Analyse: Wendepunkt bei Frankreichs Wahlen
Paris/Brüssel (dpa) - In der Trauer war Frankreich vereint. Doch der politische Waffenstillstand ist nach dem Tod des Serienkillers von Toulouse vorbei.
Der Kampf um das Präsidentenamt geht mit unverminderter Härte weiter. Während der als siebenfacher Mörder gesuchte Mohamed Merah bei einer heftigen Schießerei mit Elitepolizisten in Toulouse stirbt, bläst der Chef der Regierungspartei UMP bereits zum Angriff. Jean-François Copé wirft dem sozialistischen Herausforderer François Hollande und dem Zentrumspolitiker François Bayrou vor, „die Trauerzeit nicht eingehalten zu haben“.
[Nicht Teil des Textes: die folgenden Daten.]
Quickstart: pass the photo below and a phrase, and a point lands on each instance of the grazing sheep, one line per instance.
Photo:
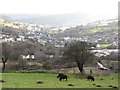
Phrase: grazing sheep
(62, 76)
(110, 86)
(39, 82)
(2, 81)
(90, 77)
(94, 84)
(98, 86)
(101, 79)
(115, 87)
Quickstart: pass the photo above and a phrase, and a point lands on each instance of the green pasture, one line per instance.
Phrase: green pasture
(29, 80)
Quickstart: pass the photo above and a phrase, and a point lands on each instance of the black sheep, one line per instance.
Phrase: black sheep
(90, 77)
(62, 76)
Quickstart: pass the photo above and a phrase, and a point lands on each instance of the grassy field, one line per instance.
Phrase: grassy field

Bayrou, ein früherer Bildungsminister, hatte nach dem Tod von drei Kindern und einem Lehrer zu Wochenbeginn vor einer jüdischen Schule in Toulouse ein „wachsendes Klima der Intoleranz“ in seinem Heimatland beklagt - und dafür massiv Kritik geerntet.
Noch am Mittwoch waren die wichtigsten Kandidaten bei den Präsidentenwahlen zu einer bewegenden Militärzeremonie ins südfranzösische Montauban gereist. Sie nahmen dort von drei Soldaten Abschied, die ebenfalls von dem Serienmörder erschossen worden waren.
Bei den Wahlen gibt es nun ein „Vor-Toulouse“ und ein „Nach-Toulouse“: Der frühere sozialistische Premier Laurent Fabius kündigte am Donnerstag im TV-Sender France 2 bereits im Falle eines Sieges einen harten Kurs bei Bekämpfung der Kriminalität an. „Wir werden hart mit dem Verbrechen sein.“
Amtsinhaber Nicolas Sarkozy versprach im Élyséepalast mit ernster Miene eine schärfere Überwachung: „Jede Person, die regelmäßig im Internet Webseiten konsultiert, die den Terrorismus predigen, die zu Hass und Gewalt aufrufen, wird bestraft.“ Zudem müsse verhindert werden, dass in Gefängnissen fundamentalistisches Gedankengut verbreitet werde.
Experten und einige politische Beobachter meinen, dass die schwere innenpolitische Krise Sarkozy nützen dürfte. „Die Affäre um den Mörder von Toulouse und Montauban ist ein Erfolg für den scheidenden Präsidenten“, urteilt die einflussreiche Tageszeitung „Le Monde“ (Donnerstag). Gefolgsleute seien angehalten zu schweigen - so könne man am besten politischen Nutzen ziehen.
Auch der Politologe Gael Sliman vom Meinungsforschungsinstitut BVA meint, dass Sarkozy eher gestärkt aus dem Terrordrama hervorgehen dürfte. „Die Wahl dreht sich nicht mehr um die Popularität von Kandidaten, sondern um deren Glaubwürdigkeit in einer Zeit von Schwierigkeiten“, sagte er der belgischen Tageszeitung „Le Soir“ (Donnerstag). Laut einer neuen Umfrage hat Sarkozy Herausforderer Hollande bei den Wahlabsichten in der ersten Runde bereits überholt.
Bis zum ersten Wahlgang am 22. April ist genau noch ein Monat Zeit. Experten wie Sliman warnen davor, voreilige Schlüsse zu ziehen. Es sei nicht ausgemacht, dass der Streit um die innere Sicherheit tatsächlich den restlichen Wahlkampf bestimmen werde.
Frankreich wird sich auf jeden Fall einer Debatte über Islamismus stellen müssen. Die Spitzenkandidatin des fremdenfeindlichen Front National (FN), Marine Le Pen, gibt schon einmal der Ton vor. „Das Profil von Herrn Merah war anscheinend absolut karikaturenhaft“, meint sie, „ein Mann, der 15 Mal verurteilt war.“ Seine Aufenthalte in Pakistan und Afghanistan seien bekanntgewesen.
Die spanische Zeitung „El Pais“ (Donnerstag) warnt bereits: Frankreich dürfe im diesem schwierigen Augenblick nicht „der Versuchung der Fremdenfeindlichkeit“ erliegen.